Classification example 1 using Health Data with PyCaret
#Fetal cardiotocography example
#Code from https://github.com/pycaret/pycaret/
#Dataset link: https://www.kaggle.com/akshat0007/fetalhr
## Importing necessary libraries
import pandas as pd
import numpy as np
import warnings
warnings.filterwarnings("ignore")
## Reading the dataset using pandas
import pandas as pd
url = 'https://raw.githubusercontent.com/davidrkearney/colab-notebooks/main/datasets/CTG.csv'
df = pd.read_csv(url, error_bad_lines=False)
df
## Having a look of our data
df.head()
Feature Abbreviations used in the dataset :-
FileName: of CTG examination
Date: of the examination
b: start instant
e: end instant
LBE: baseline value (medical expert)
LB: baseline value (SisPorto)
AC: accelerations (SisPorto)
FM: foetal movement (SisPorto)
UC: uterine contractions (SisPorto)
ASTV: percentage of time with abnormal short term variability (SisPorto)

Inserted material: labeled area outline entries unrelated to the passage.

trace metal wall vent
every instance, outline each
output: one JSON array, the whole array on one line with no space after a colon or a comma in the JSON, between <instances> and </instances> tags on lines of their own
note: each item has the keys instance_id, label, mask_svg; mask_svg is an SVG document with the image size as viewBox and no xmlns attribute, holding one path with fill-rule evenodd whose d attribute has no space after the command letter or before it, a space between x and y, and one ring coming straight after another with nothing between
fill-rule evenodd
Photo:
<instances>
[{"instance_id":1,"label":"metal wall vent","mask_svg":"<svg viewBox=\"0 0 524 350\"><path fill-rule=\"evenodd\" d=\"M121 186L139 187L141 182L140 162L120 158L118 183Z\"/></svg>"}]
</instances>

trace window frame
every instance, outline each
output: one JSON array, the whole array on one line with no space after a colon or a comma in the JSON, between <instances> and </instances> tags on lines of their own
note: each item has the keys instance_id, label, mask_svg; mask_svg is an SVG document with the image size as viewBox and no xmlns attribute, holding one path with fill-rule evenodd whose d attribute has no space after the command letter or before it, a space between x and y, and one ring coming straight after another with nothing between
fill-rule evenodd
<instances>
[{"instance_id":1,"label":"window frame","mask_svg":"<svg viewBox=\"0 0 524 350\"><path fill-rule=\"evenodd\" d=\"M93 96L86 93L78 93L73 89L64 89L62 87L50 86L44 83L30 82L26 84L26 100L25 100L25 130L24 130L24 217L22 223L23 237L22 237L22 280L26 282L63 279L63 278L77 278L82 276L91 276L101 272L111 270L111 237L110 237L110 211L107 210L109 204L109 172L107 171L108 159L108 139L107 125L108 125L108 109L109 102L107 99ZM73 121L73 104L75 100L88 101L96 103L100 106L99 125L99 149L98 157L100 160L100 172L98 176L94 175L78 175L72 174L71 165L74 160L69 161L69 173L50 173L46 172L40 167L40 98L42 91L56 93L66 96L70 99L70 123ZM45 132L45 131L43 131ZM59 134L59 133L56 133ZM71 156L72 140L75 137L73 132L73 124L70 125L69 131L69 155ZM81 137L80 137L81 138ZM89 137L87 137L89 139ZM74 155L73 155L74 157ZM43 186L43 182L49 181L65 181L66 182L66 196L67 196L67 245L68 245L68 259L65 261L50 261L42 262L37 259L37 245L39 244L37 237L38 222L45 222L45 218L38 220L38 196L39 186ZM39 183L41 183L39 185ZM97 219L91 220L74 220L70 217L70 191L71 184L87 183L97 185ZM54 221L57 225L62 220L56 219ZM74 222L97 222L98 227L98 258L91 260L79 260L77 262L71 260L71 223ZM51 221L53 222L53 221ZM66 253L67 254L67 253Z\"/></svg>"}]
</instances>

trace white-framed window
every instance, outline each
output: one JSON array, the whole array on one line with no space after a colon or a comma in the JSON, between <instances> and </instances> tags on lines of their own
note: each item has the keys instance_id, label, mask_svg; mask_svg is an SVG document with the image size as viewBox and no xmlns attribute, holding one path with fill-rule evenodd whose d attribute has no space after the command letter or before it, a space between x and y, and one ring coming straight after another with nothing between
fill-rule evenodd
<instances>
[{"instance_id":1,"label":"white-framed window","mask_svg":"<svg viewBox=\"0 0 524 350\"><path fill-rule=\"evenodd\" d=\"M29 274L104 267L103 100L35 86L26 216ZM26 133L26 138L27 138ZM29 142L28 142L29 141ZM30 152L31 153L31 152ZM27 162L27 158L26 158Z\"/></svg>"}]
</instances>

mSTV: mean value of short term variability (SisPorto)
ALTV: percentage of time with abnormal long term variability (SisPorto)
mLTV: mean value of long term variability (SisPorto)
DL: light decelerations
DS: severe decelerations
DP: prolongued decelerations
DR: repetitive decelerations
Width: histogram width
Min: low freq. of the histogram
Max: high freq. of the histogram
Nmax: number of histogram peaks
Nzeros: number of histogram zeros
Mode: histogram mode
Mean: histogram mean
Median: histogram median
Variance: histogram variance
Tendency: histogram tendency: -1=left assymetric; 0=symmetric; 1=right assymetric
A: calm sleep
B: REM sleep
C: calm vigilance
D: active vigilance
SH: shift pattern (A or Susp with shifts)
AD: accelerative/decelerative pattern (stress situation)
DE: decelerative pattern (vagal stimulation)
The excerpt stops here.